По улицам Томбукту поползли слухи и пошла молва, которую поддержали люди разумные наряду с переносившими ее наглецами — о том, что Ураг вступил в сделку с тайными колдунами из страны Кано, чтобы выудить своего несчастного дядю отречься от престола и удалиться в изгнание. Но кто ж это поверит, что человек в здравом уме отречется от власти и добровольно изберет для себя изгнание в Сахаре? Эти слухи нашли себе поддержку в душах людей по причине сомнительности способа, избранного мужчиной для отречения от султаната. Как-то ночью народ разбудил непонятный шум во дворце. Очевидцы поутру рассказывали, что султана поразил внезапный припадок, похожий на те приступы экстаза, в которые впадают на ночных посиделках и пирушках молодые люди, одержимые шайтаном бесовской музыки и веселья. Он упал ниц, как больной падучей болезнью. Долго корчился и извивался, на губах у него выступила пена, а в глазах застыло удивление, детская наивность и пустота. Тело вытянулось и затвердело, что ствол акации. Некоторые приближенные из свиты рассказывали, что Ураг был первым, кто примчался на место. Он замер над головой своего дяди на некоторое время, его сопровождала тайная группа колдунов-огнепоклонников, которые прибыли из соседнего Кано специально для исполнения этого заговора. Потом передавали — также с уст приближенных, что султан заявил, что горящий уголь возгорелся в сердце его и в свете его узрел он Аллаха. Не прошло нескольких дней, как глашатай объявил об отречении султана и передаче им власти сыну его брата.

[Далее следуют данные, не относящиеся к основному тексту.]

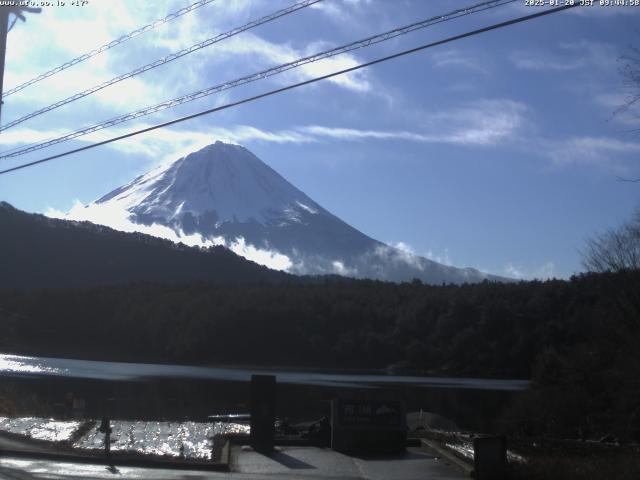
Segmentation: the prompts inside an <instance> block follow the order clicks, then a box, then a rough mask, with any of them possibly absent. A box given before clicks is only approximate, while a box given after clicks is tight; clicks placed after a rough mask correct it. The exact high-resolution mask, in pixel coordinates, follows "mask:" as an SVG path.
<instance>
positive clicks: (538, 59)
mask: <svg viewBox="0 0 640 480" xmlns="http://www.w3.org/2000/svg"><path fill="white" fill-rule="evenodd" d="M618 56H619V52H618V50H617V49H616V48H615V47H613V46H612V45H609V44H606V43H599V42H592V41H589V40H578V41H574V42H565V43H561V44H560V45H559V46H558V48H556V49H555V51H553V53H549V50H532V49H530V50H515V51H514V52H512V53H511V54H510V55H509V59H510V60H511V62H512V63H513V64H514V66H515V67H516V68H518V69H520V70H531V71H552V72H568V71H572V70H579V69H586V68H597V69H611V68H616V65H617V63H616V59H617V58H618Z"/></svg>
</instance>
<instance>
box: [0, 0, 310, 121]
mask: <svg viewBox="0 0 640 480" xmlns="http://www.w3.org/2000/svg"><path fill="white" fill-rule="evenodd" d="M321 1H322V0H303V1H302V2H298V3H295V4H293V5H290V6H288V7H287V8H283V9H282V10H278V11H276V12H273V13H271V14H269V15H266V16H264V17H262V18H259V19H258V20H253V21H251V22H249V23H247V24H245V25H242V26H240V27H236V28H234V29H232V30H229V31H228V32H224V33H221V34H219V35H216V36H215V37H211V38H208V39H207V40H204V41H202V42H199V43H196V44H195V45H191V46H190V47H187V48H183V49H182V50H180V51H178V52H174V53H170V54H169V55H166V56H164V57H162V58H160V59H158V60H156V61H154V62H151V63H148V64H146V65H143V66H142V67H138V68H136V69H135V70H132V71H130V72H127V73H124V74H122V75H118V76H117V77H114V78H112V79H111V80H107V81H106V82H103V83H101V84H99V85H94V86H93V87H90V88H88V89H86V90H83V91H82V92H78V93H76V94H74V95H71V96H70V97H67V98H65V99H64V100H60V101H58V102H55V103H52V104H51V105H49V106H47V107H44V108H41V109H39V110H36V111H35V112H31V113H29V114H27V115H24V116H23V117H20V118H18V119H16V120H13V121H11V122H8V123H6V124H4V125H2V126H0V132H3V131H5V130H7V129H9V128H11V127H15V126H16V125H19V124H21V123H22V122H26V121H27V120H29V119H31V118H34V117H37V116H39V115H42V114H44V113H47V112H50V111H52V110H55V109H56V108H60V107H62V106H63V105H67V104H68V103H71V102H75V101H76V100H80V99H81V98H84V97H86V96H88V95H91V94H92V93H96V92H98V91H100V90H102V89H104V88H107V87H109V86H111V85H114V84H116V83H119V82H122V81H123V80H127V79H129V78H132V77H135V76H136V75H140V74H141V73H144V72H146V71H149V70H152V69H154V68H156V67H159V66H161V65H164V64H166V63H169V62H172V61H174V60H177V59H178V58H181V57H184V56H185V55H189V54H190V53H193V52H196V51H198V50H201V49H203V48H205V47H209V46H211V45H213V44H216V43H218V42H221V41H222V40H226V39H227V38H230V37H233V36H234V35H238V34H239V33H242V32H244V31H246V30H250V29H252V28H255V27H257V26H260V25H263V24H265V23H268V22H271V21H273V20H276V19H277V18H280V17H283V16H285V15H289V14H291V13H293V12H297V11H298V10H300V9H303V8H306V7H309V6H311V5H313V4H315V3H318V2H321Z"/></svg>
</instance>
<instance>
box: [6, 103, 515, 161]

А поскольку во всей истории Великой Сахары не бывало прежде правителя, кто по собственной воле отказывался бы от власти, равно как не было еще случая передачи кормил власти султаната Томбукту в руки племянника сомнительного происхождения, то народ, конечно, утвердился во мнении, что все это козни, устроенные теми колдунами-огнепоклонниками совместно с женщиной-чужеземкой, и справедливо ожидали от будущего еще больших невзгод и несчастий.
Ожидание было недолгим.
Не успел Хамма оставить город и сгинуть в песках Сахары, как колдуны из Кано и предсказатели-чужеземцы из числа приближенных захватили трон и приняли на себя правление в султанате. Немного времени прошло, как отняли они посты советников и помощников у людей местных и завладели всеми значительными должностями и званиями. В ту пору хозяйство страны переживало упадок, какого Томбукту не видал со времен завоеваний. Вожди племен бамбара и страны магов-огнепоклонников были свидетелями состояния немощности и упадка в султанате, оживились и осмелились отказаться от уплаты подушной подати. Золотая казна опустела, прекратилась караванная торговля и Севером. Пришли в застой рынки, опустели от товаров лавки. Проходимцы и мошенники не упустили возможность воспользоваться случаем начать работорговлю. Расцвели грабежи и разбой, множились крики и плач на ночных улицах от всякой нечисти.